O estudo levado a cabo pelos investigadores da Universidade de Gotemburgo, na Suécia, apurou que havia um risco aumentado de insuficiência cardíaca nos homens que se encontravam no escalão normal de peso, com um índice de massa corporal (IMC) entre 18,5 e 25 na adolescência. Este risco aumentado começava naqueles que tinham um IMC de 20 e aumentava abruptamente (quase dez vezes mais) naqueles que eram muito obesos, com IMC superior a 35.
 
Os investigadores apuraram que nos homens com um IMC de 20 ou mais, o risco de insuficiência cardíaca aumentava 16% por cada unidade de IMC. Estes resultados mantiveram-se inalterados após os investigadores terem tido em conta fatores como idade, doenças, escolaridade dos pais, pressão arterial, quociente de inteligência, força muscular, etc.
 
Annika Rosengren, a líder da investigação, refere que, embora a maioria dos estudos considere que um IMC entre 18,5 e 25 é um peso normal, esta não é provavelmente uma definição adequada para os jovens, a maioria dos quais são naturalmente magros.
 
”Esta pode ser a razão pela qual se tem observado um aumento do risco de insuficiência cardíaca a partir de um nível bastante baixo de IMC. No entanto, foi surpreendente ver o aumento tão acentuado do risco com o aumento do peso corporal acima de um IMC de 20”, referiu a investigadora.
 
“Tendo em conta a tendência global para um número crescente de adolescentes com excesso de peso e obesidade, os nossos resultados sugerem que a insuficiência cardíaca, (…) pode muito bem tornar-se numa grande ameaça para a saúde em todo o mundo. Isto serve para chamar mais uma vez a atenção para a necessidade urgente de uma ação mundial para travar a epidemia da obesidade”, refere a investigadora.
 
Segundo Annika Rosengren, esta ação necessita de ser tomada quer por governos quer por indivíduos, através da criação de um ambiente que não promova o excesso de peso e obesidade, e que encoraje as pessoas a não serem sedentárias e a não comer mais do que necessitam. 
 
Para o estudo, os investigadores contaram com a participação de 1.610.437 homens que foram acompanhados entre cinco a 42 anos.
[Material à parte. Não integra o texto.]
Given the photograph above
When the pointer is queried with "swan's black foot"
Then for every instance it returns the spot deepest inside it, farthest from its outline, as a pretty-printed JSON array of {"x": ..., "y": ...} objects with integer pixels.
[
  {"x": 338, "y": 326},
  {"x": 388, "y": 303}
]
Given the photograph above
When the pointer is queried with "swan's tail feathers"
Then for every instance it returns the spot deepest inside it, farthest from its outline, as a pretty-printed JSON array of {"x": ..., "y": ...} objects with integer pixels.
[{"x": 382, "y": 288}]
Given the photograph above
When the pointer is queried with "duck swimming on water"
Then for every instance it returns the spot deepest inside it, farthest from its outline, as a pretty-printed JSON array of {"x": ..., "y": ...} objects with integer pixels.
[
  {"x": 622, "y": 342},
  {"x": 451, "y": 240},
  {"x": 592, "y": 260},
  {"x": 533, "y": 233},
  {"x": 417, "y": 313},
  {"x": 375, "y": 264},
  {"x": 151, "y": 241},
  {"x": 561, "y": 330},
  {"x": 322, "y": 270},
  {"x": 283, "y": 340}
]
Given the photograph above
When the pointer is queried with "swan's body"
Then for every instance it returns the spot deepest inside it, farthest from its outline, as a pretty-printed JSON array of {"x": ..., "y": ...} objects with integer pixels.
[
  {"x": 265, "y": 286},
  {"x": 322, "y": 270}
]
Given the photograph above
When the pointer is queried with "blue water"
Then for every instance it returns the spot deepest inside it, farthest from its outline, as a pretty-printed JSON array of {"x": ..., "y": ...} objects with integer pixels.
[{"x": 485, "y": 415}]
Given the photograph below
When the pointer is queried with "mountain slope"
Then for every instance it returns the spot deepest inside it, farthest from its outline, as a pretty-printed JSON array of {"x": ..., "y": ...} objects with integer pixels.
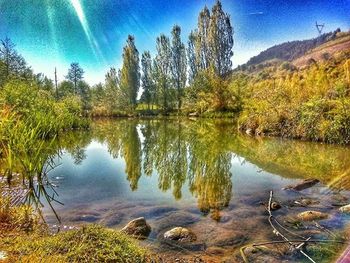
[{"x": 289, "y": 51}]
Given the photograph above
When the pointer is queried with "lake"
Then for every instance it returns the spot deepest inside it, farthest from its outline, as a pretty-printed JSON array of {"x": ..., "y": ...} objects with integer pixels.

Ao longo do período de acompanhamento verificou-se que 5.492 foram admitidos no hospital por insuficiência cardíaca, sendo a idade média de diagnóstico 47 anos.
 
Comparativamente com os homens que tinham um IMC entre 18,5 e 20, aqueles que tinham um IMC entre 20 e 22,5 apresentavam um risco 22% maior de insuficiência cardíaca. O risco quase duplicou para aqueles com um IMC entre 22,5 e 25, e mais do que triplicou para os homens com um IMC entre 25 e 27,5. O risco aumentou mais de seis vezes para aqueles classificados como obesos (ou seja, com IMC entre 30 e 35) e foi quase dez vezes maior para os muito obesos, com um IMC superior a 35.
 
Com base nestes resultados, os investigadores sugerem que as ações preventivas devem ser antecipadas. Na verdade, as recomendações atuais são destinadas a orientar os médicos que tratam pacientes com fatores que os colocam em maior risco de sofrerem de problemas cardíacos e dos vasos sanguíneos dentro da próxima década. 
 
A esmagadora maioria dos jovens têm um risco extremamente baixo de qualquer um destes problemas e por isso não há necessidade de medidas preventivas, à exceção do aconselhamento antitabágico. “No entanto, os resultados demostram a importância do peso corporal na adolescência e sugerem que deve ser dada mais ênfase à manutenção de um peso corporal saudável desde cedo, como medida preventiva”, concluiu a investigadora.
 
ALERT Life Sciences Computing, S.A.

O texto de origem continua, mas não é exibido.